O escritor húngaro Arthur Koestler (1905-1983) descreve esse fenômeno ao lembrar de seu passado como militante do Partido Comunista da Alemanha. Naquele ambiente, diz ele, os intelectuais eram tolerados. Não faziam parte do movimento por direito, mas por necessidade. Como postulara Lenin, a Rússia carecia da expertise dos membros da intelectualidade pré-revolucionária. Mas o líder bolchevique não lhes atribuía qualquer valor intrínseco.
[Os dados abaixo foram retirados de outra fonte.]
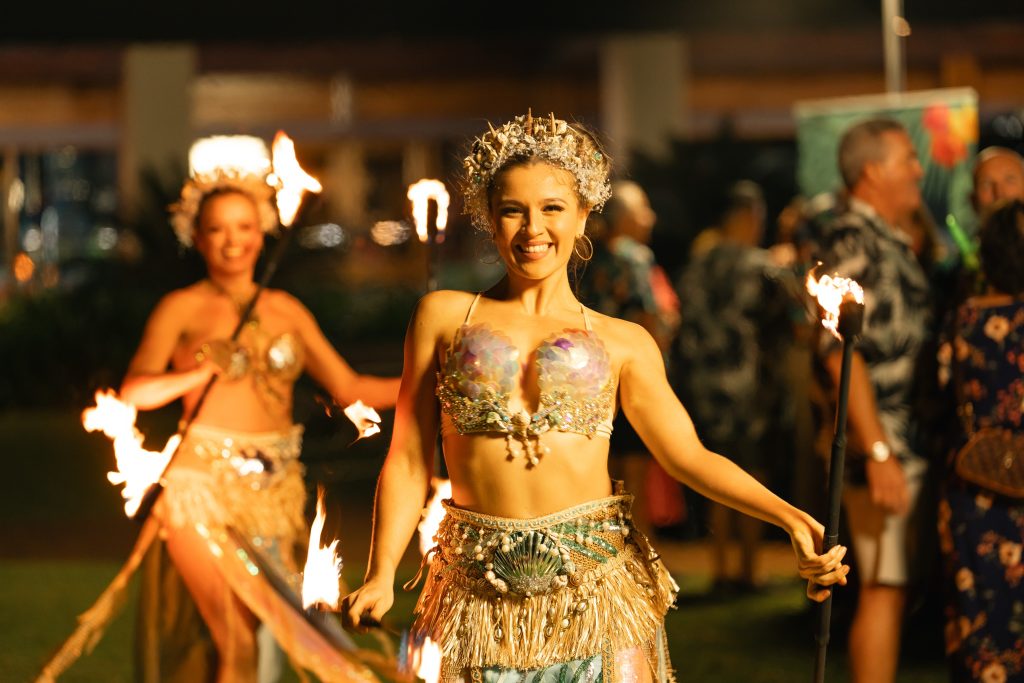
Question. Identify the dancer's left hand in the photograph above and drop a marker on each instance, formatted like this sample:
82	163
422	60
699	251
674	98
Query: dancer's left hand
820	570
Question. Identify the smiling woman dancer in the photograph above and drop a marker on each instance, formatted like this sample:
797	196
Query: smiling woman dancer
239	465
537	570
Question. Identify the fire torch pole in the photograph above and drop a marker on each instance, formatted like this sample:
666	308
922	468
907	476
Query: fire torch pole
851	321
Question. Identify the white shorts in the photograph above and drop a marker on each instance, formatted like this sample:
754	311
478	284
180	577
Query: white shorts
881	541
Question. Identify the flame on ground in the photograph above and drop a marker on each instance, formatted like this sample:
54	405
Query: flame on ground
322	575
420	194
434	514
426	660
292	180
829	292
365	418
137	468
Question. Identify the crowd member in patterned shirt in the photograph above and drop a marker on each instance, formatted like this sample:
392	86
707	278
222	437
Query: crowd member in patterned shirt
882	173
734	328
623	280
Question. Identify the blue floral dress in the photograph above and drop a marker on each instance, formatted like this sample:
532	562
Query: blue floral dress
982	534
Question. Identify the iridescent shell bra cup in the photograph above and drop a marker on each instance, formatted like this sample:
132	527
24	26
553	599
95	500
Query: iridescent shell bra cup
577	390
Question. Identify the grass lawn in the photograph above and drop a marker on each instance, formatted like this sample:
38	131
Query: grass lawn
65	537
765	638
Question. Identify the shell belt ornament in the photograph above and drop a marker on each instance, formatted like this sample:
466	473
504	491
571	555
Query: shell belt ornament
573	372
527	593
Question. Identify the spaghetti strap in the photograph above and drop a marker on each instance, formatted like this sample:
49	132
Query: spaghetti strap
472	306
586	318
469	313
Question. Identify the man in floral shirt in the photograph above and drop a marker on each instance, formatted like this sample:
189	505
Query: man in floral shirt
882	174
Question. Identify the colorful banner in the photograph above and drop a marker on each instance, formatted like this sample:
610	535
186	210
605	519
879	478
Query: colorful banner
942	124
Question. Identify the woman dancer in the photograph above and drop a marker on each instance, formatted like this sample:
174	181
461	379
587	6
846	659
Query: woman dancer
239	466
537	569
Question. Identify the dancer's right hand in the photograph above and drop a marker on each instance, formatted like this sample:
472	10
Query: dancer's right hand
366	606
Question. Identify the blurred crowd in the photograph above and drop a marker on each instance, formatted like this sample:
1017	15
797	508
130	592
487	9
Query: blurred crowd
935	457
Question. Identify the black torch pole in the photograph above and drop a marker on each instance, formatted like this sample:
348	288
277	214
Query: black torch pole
850	323
153	494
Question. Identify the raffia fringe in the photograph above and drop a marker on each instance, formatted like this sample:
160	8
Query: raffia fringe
93	622
626	604
199	498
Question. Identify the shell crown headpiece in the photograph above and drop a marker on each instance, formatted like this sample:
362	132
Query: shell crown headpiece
548	138
237	163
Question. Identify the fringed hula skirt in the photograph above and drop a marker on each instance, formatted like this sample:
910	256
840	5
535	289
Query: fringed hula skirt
577	596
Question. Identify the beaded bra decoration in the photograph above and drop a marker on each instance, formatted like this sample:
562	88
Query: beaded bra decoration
551	139
481	370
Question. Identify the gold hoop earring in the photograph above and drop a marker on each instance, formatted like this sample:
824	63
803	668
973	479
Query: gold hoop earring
584	248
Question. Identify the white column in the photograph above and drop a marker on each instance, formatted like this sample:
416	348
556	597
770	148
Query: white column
644	99
157	117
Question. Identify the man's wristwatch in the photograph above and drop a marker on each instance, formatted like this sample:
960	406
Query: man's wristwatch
881	452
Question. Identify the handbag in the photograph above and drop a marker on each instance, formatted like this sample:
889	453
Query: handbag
992	457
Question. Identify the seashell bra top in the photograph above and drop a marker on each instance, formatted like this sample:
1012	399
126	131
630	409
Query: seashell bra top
577	388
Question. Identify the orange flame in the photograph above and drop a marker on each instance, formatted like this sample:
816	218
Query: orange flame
24	267
291	179
322	575
365	418
829	292
137	468
426	660
420	193
433	514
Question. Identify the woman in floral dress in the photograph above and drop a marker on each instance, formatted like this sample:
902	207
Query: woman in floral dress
982	531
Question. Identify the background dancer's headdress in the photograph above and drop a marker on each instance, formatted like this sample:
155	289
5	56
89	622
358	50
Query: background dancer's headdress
550	139
221	163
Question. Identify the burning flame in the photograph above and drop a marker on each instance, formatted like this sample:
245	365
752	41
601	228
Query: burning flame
426	660
434	514
365	419
322	575
420	193
829	292
241	155
137	468
292	180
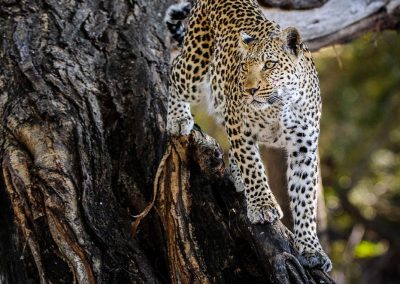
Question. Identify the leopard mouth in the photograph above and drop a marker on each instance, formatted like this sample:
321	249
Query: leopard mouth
272	99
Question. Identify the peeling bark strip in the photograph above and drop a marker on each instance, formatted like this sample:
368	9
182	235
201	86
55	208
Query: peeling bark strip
272	243
174	206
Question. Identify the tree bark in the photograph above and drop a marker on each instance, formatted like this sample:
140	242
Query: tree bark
337	21
83	106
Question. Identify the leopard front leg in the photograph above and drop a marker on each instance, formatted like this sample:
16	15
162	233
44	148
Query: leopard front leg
261	203
234	173
303	177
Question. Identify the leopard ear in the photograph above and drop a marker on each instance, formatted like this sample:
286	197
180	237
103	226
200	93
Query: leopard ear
291	41
245	41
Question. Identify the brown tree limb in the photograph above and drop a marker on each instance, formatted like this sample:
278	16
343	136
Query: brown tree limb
271	243
339	21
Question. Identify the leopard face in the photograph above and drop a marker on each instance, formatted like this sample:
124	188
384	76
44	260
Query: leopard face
269	68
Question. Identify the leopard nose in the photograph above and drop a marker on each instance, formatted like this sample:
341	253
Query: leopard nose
252	91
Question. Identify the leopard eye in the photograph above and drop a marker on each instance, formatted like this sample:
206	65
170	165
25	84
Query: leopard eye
269	65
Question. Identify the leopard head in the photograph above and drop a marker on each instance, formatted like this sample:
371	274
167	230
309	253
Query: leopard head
269	67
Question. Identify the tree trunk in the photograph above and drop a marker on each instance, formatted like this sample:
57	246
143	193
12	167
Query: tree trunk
83	105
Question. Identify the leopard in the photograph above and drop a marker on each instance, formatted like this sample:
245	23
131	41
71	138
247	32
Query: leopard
262	86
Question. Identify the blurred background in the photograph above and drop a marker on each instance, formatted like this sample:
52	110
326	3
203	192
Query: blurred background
360	156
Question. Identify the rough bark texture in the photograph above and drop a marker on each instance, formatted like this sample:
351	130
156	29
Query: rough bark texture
82	106
83	95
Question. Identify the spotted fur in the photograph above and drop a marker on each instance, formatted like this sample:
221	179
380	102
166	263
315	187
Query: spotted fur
262	84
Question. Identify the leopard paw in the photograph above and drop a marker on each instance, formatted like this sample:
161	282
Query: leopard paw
181	126
234	177
316	259
265	213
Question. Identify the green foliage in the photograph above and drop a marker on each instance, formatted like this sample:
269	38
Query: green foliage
367	249
360	143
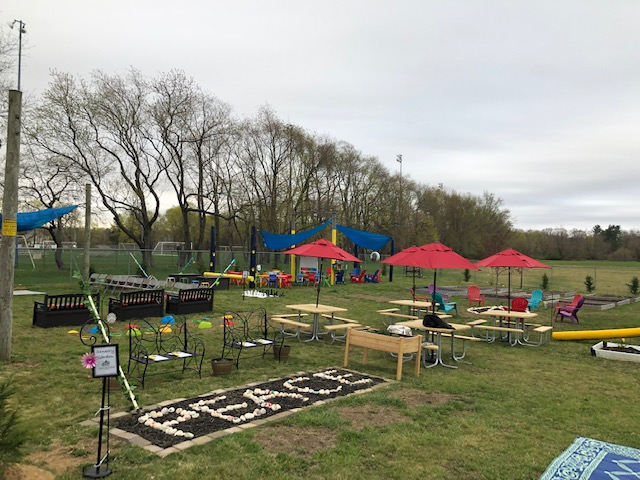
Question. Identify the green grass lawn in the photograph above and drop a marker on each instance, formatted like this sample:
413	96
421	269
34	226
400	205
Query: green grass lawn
506	413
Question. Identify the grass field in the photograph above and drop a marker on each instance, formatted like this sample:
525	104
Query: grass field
504	414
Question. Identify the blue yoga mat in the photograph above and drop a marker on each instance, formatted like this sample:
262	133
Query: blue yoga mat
591	459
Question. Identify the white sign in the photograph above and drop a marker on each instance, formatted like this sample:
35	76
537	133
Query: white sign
107	360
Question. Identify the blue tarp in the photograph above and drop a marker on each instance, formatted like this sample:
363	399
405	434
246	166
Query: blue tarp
367	240
32	220
279	241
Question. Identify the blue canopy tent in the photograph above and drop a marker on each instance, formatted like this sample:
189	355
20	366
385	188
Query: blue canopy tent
31	220
360	238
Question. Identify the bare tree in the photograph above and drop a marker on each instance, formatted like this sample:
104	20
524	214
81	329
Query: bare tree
104	128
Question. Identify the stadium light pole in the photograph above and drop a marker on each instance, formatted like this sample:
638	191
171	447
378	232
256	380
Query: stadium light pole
21	30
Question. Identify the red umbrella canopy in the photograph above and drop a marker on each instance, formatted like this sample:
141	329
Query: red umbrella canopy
322	249
432	255
511	258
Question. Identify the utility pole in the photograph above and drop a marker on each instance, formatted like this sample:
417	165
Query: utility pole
9	223
21	30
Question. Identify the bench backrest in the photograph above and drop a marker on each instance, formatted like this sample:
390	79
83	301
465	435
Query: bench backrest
384	343
67	301
194	294
142	296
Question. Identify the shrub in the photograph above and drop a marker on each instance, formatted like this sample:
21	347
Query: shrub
11	434
467	275
545	282
589	284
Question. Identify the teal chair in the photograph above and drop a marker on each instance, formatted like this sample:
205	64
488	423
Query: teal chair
442	306
536	297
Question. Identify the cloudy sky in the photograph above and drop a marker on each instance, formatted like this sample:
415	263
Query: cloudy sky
534	101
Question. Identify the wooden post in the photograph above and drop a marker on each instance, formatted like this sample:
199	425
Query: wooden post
87	233
9	223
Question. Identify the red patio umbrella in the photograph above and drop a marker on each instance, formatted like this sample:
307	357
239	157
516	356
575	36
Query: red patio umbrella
510	259
432	255
322	249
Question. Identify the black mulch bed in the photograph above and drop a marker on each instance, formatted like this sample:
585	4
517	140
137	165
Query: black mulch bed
205	424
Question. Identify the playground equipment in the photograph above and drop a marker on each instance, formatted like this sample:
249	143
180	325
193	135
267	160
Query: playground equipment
597	334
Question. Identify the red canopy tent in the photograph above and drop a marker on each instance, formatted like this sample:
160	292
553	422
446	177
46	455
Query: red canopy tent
322	249
432	255
510	259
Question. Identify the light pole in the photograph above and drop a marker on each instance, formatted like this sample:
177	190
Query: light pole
21	30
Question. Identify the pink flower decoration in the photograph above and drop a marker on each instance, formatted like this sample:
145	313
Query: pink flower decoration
88	360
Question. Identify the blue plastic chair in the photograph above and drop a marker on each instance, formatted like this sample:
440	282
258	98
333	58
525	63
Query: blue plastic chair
536	297
442	306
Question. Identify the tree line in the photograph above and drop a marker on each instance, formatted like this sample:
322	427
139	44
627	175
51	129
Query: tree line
148	143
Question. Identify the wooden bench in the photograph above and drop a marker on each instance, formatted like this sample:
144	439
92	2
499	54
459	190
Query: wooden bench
138	304
67	309
492	338
153	344
192	300
385	343
248	331
284	322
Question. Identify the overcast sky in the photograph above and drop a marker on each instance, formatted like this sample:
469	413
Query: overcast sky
536	102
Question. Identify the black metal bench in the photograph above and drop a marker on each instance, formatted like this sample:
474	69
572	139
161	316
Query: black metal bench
192	300
153	344
67	309
248	331
137	304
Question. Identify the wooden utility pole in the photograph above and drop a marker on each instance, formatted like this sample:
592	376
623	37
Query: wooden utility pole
87	233
9	223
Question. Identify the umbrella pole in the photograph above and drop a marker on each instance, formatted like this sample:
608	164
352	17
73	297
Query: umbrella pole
433	302
319	279
509	290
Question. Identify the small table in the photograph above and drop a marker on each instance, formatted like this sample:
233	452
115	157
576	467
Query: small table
316	310
436	333
412	304
519	318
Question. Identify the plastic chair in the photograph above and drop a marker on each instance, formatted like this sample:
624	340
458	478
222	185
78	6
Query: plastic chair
570	311
519	304
311	279
273	280
536	297
375	278
358	278
442	306
474	296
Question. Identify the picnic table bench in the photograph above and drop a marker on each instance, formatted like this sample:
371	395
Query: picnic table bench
193	300
137	304
67	309
152	344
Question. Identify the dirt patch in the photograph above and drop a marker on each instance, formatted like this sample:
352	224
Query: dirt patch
365	415
301	441
58	460
419	398
27	472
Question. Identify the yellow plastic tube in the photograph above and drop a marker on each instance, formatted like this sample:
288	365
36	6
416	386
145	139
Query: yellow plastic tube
596	334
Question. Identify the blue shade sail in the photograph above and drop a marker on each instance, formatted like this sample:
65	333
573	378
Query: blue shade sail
366	240
32	220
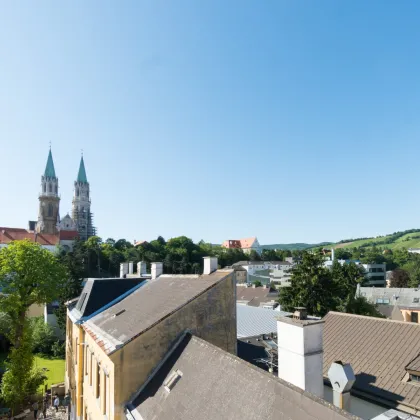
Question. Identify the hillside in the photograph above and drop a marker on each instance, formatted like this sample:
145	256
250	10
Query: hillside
397	240
298	246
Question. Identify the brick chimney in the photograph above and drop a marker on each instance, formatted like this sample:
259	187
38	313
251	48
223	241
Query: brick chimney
141	268
300	351
157	270
210	265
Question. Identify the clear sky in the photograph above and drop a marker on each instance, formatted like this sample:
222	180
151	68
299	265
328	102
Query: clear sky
295	121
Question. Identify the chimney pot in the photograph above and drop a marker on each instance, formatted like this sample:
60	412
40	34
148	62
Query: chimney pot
300	313
141	268
210	265
157	270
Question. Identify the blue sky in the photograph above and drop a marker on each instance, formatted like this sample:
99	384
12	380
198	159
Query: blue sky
295	121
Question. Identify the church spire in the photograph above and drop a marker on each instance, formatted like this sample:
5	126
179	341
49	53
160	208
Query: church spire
81	176
49	169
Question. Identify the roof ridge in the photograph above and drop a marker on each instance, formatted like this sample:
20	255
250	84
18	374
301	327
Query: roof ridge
273	378
371	318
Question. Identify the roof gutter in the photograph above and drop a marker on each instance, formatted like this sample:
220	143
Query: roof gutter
112	303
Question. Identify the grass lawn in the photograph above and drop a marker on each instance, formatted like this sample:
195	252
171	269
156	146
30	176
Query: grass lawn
55	368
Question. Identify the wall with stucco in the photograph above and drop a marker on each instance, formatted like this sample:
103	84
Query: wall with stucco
93	407
211	316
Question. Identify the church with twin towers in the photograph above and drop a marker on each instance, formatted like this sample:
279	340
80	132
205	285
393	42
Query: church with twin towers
81	219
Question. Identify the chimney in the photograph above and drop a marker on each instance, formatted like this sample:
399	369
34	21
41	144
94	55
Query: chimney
342	379
141	268
210	265
157	270
300	351
123	269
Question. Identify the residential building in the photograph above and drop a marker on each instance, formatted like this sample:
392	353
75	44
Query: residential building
383	354
375	274
263	271
262	297
399	304
247	244
253	321
197	380
124	342
96	295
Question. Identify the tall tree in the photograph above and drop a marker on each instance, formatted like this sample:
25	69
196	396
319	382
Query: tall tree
29	275
312	286
399	278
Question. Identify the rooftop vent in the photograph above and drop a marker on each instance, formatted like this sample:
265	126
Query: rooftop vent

Eram-lhe úteis como agentes de propaganda apenas, e só enquanto seguissem fielmente a cartilha do partido.

Em contraposição à ralé intelectual, a mitologia soviética colocava o proletariado no topo da hierarquia. O proletário ideal – consagrado na iconografia com ombros largos, imensos pés e mãos, olhar sereno e largo sorriso – era o trabalhador do chão de fábrica, a exemplo dos metalúrgicos de Putilov ou os petroleiros de Baku. Cientes de que jamais seriam proletários legítimos, os intelectuais de classe média esforçavam-se por imitá-los, pondo nisso tanto empenho que alguns chegavam a enegrecer artificialmente as unhas, numa simulação de marcas de fuligem. Nada podia ser dito ou escrito que não fosse imediatamente compreendido pelo trabalhador da fábrica. Nas palavras de Koestler:

“Abandonávamos nossa bagagem intelectual qual passageiros de um navio tomado pelo pânico, até que fosse reduzida ao mínimo estritamente necessário de frases feitas, clichês dialéticos e citações marxistas (…) Ansiávamos por nos tornar simplórios e obtusos. A autocastração intelectual era um pequeno preço a pagar pela obtenção de alguma semelhança com o camarada Ivan Ivanovich [o proletário-modelo]”.

As assembleias do partido costumavam começar com uma palestra sobre eventos políticos correntes, proferida por alguém do alto escalão, que estabelecia a “linha partidária”. Seguia-se então uma discussão, que, na novilíngua comunista, significava a repetição, em variados estilos e fraseologia, da linha partidária definida de antemão. Um proletário qualquer tinha sempre a última palavra, repetindo a seu modo, e em tom arrogante, a orientação oficial. Relata Koestler: “Escutávamos-no em silêncio solene, num murmurar de aprovação, e o líder partidário, encerrando os trabalhos, dizia ter sido o camarada X quem formulara o problema nos termos mais adequados e concretos”.

No Brasil da chamada redemocratização, um tipo parecido de pusilanimidade existencial demonstrou a classe falante brasileira de esquerda para com o então líder sindical Luiz Inácio Lula da Silva, atitude que, por incrível que pareça, sobrevive em parte considerável da imprensa, da academia e do meio artístico. Mesmo aqueles que não o consideram vítima de perseguição política esforçam-se ao máximo por preservar uma imagem grandiosa e superdimensionada do detento, que por tantos anos foi o símbolo aglutinador da esquerda nacional.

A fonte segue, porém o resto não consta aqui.